Weisi Song wonders what happens when there’s a seeming conflict between local photo storage and a desire to upload images at full resolution to another cloud-hosting service—in this case, Amazon Cloud Drive:
When I check my iCloud photo settings, I saw it was set at Optimize iPhone Storage. Now I wonder if the pictures i uploaded to Amazon Cloud Drive are not in full resolution.
It’s all in the. Time.
Ing.
As the old joke goes. If you have Amazon Photos for iOS set to upload media automatically, there’s are several separate issues.
If you take a photo with your iPhone (or other iOS device) camera, iOS doesn’t downsample or optimize images or video until it’s uploaded it to iCloud Photo Library and the storage is needed on the iOS device. It’s very likely that your photos will be uploaded to Amazon Cloud Drive before both conditions are met.
However, Amazon’s app only uploads videos when you’re connected to Wi-Fi. So it’s possible that the timing would be such that your iPhone would have uploaded the full-resolution version of the video over mobile (if you’re set to allow that), need the storage and optimize the version stored locally before it’s uploaded to Amazon.

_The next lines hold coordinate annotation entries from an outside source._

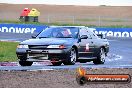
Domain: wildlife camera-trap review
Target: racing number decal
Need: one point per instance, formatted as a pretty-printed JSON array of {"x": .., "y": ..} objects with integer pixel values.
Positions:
[{"x": 87, "y": 47}]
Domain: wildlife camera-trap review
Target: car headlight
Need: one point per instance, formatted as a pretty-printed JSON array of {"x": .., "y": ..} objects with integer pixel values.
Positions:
[
  {"x": 22, "y": 46},
  {"x": 56, "y": 46}
]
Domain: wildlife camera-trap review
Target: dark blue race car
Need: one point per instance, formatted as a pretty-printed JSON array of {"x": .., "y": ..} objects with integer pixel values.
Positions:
[{"x": 63, "y": 44}]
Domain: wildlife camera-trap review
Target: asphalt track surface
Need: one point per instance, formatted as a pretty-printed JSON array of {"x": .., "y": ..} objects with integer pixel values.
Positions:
[{"x": 118, "y": 57}]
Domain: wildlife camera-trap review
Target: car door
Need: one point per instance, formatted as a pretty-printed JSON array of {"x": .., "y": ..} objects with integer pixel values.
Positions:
[{"x": 86, "y": 45}]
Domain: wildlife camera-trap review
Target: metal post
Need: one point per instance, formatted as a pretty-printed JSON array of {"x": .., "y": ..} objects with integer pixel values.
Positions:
[
  {"x": 73, "y": 19},
  {"x": 48, "y": 19}
]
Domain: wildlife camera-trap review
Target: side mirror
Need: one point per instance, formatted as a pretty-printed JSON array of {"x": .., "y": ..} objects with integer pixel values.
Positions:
[
  {"x": 34, "y": 36},
  {"x": 84, "y": 37}
]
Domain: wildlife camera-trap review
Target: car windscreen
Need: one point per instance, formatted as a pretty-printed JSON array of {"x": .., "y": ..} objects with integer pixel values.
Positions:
[{"x": 59, "y": 32}]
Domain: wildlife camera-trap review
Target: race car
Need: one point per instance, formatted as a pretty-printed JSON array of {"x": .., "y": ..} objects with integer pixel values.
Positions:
[{"x": 63, "y": 44}]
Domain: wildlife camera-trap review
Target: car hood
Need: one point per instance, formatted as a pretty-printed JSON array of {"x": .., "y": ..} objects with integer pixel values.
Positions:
[{"x": 50, "y": 41}]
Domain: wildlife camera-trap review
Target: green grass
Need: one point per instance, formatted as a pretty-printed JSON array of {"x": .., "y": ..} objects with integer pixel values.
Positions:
[
  {"x": 8, "y": 51},
  {"x": 68, "y": 24}
]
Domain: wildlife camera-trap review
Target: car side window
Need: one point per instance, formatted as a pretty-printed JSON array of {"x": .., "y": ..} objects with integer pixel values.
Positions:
[
  {"x": 83, "y": 31},
  {"x": 92, "y": 34}
]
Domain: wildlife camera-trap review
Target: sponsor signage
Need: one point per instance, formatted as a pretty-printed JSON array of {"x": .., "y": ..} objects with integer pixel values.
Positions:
[
  {"x": 21, "y": 28},
  {"x": 114, "y": 32},
  {"x": 31, "y": 29}
]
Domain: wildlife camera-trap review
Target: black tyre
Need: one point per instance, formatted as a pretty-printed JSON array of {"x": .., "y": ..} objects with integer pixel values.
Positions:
[
  {"x": 101, "y": 57},
  {"x": 56, "y": 63},
  {"x": 25, "y": 63},
  {"x": 71, "y": 57}
]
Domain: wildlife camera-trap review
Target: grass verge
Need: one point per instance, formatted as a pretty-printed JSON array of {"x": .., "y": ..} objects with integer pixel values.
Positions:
[
  {"x": 8, "y": 51},
  {"x": 67, "y": 24}
]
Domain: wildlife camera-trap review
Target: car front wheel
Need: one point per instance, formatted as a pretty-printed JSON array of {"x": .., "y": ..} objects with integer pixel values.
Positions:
[
  {"x": 71, "y": 57},
  {"x": 101, "y": 57}
]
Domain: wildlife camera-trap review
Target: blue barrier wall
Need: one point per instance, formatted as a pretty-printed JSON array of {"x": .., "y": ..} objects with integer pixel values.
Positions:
[{"x": 114, "y": 32}]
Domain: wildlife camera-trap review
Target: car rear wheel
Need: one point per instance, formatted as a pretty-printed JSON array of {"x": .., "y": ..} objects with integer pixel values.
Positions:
[
  {"x": 71, "y": 57},
  {"x": 25, "y": 63},
  {"x": 101, "y": 57}
]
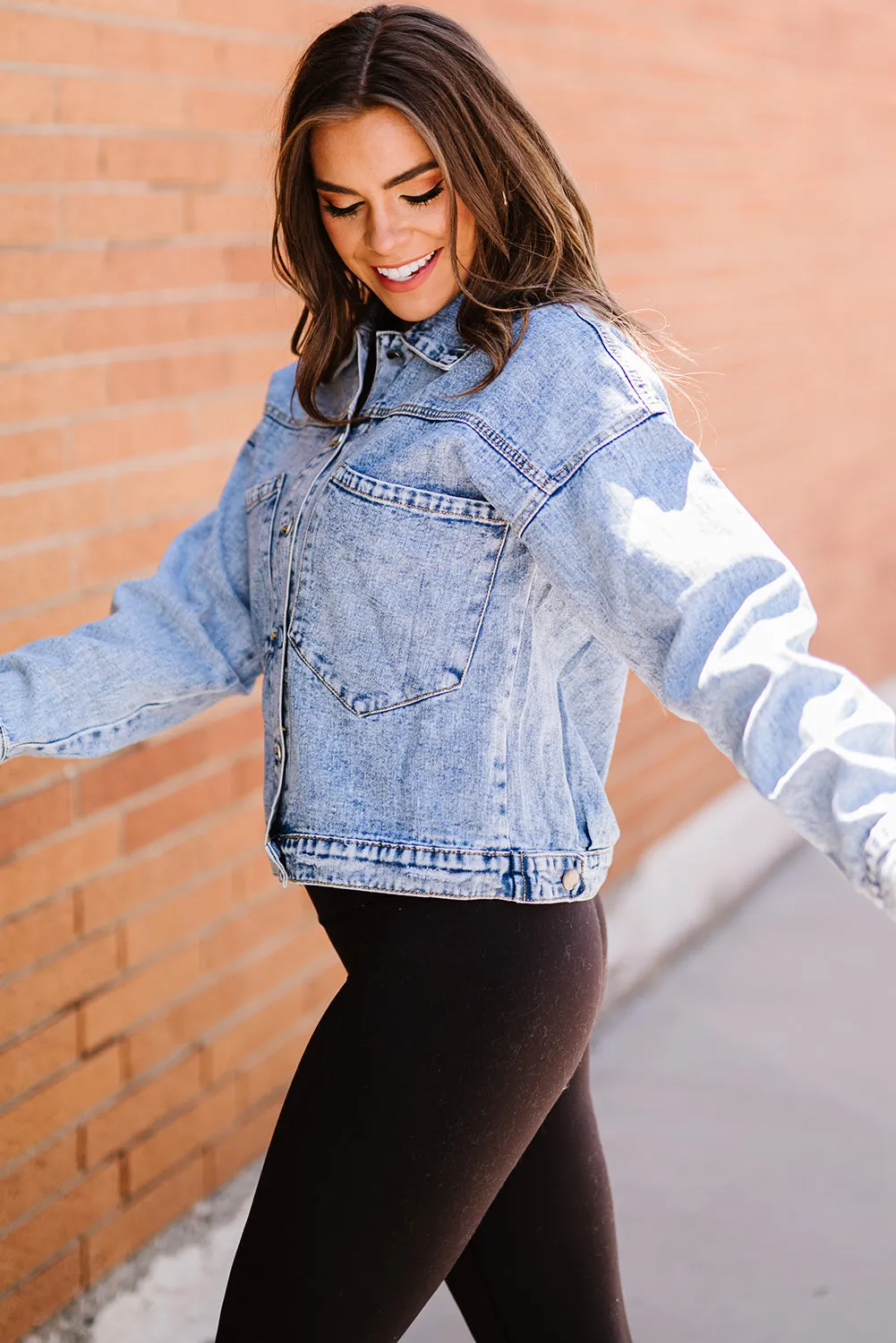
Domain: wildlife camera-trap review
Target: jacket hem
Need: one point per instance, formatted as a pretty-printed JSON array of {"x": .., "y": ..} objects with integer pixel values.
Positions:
[
  {"x": 413, "y": 869},
  {"x": 880, "y": 862}
]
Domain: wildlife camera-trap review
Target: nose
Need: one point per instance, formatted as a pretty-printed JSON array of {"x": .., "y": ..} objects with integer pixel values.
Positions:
[{"x": 386, "y": 230}]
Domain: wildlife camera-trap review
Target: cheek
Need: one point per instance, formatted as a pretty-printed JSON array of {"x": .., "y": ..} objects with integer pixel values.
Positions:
[
  {"x": 337, "y": 236},
  {"x": 465, "y": 233}
]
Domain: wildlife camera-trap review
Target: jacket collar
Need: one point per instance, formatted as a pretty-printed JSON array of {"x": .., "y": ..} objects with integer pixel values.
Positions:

Amazon notes explicitly in its help instructions for its iOS app that if you have iCloud Photo Library enabled with optimization turned on, “…your iOS photos may not be uploaded to Cloud Drive.” Note the “may”! Any images you’ve downloaded (by tapping to view) that weren’t stored on the iOS device can wind up on Amazon’s cloud service, too, but it can’t force that process.
One option is to disable iCloud Photo Library entirely, rely on Amazon Cloud Drive, and then regularly copy your images via Photos to a Mac for backup purposes—and delete them from your phone after you’ve imported them to the Mac. This requires more effort but lets you switch entirely to Amazon Cloud Drive.
It’s unclear whether Weisi wants to avoid paying for additional iCloud storage, too. Amazon charges just $12 a year for unlimited photo storage (free with an Amazon Prime subscription) and up to 5GB of other file storage (including videos) or $60 a year for unlimited storage of everything. iCloud (billed monthly) is $12 a year for 50GB, $36 a year for 200GB, and $120 a year for 1TB. Amazon’s option is cheaper (or free for Prime) if you plan to store mostly photos; Apple’s is cheaper until you pass its 200GB storage tier if you’ve got more than 5GB of videos or other files.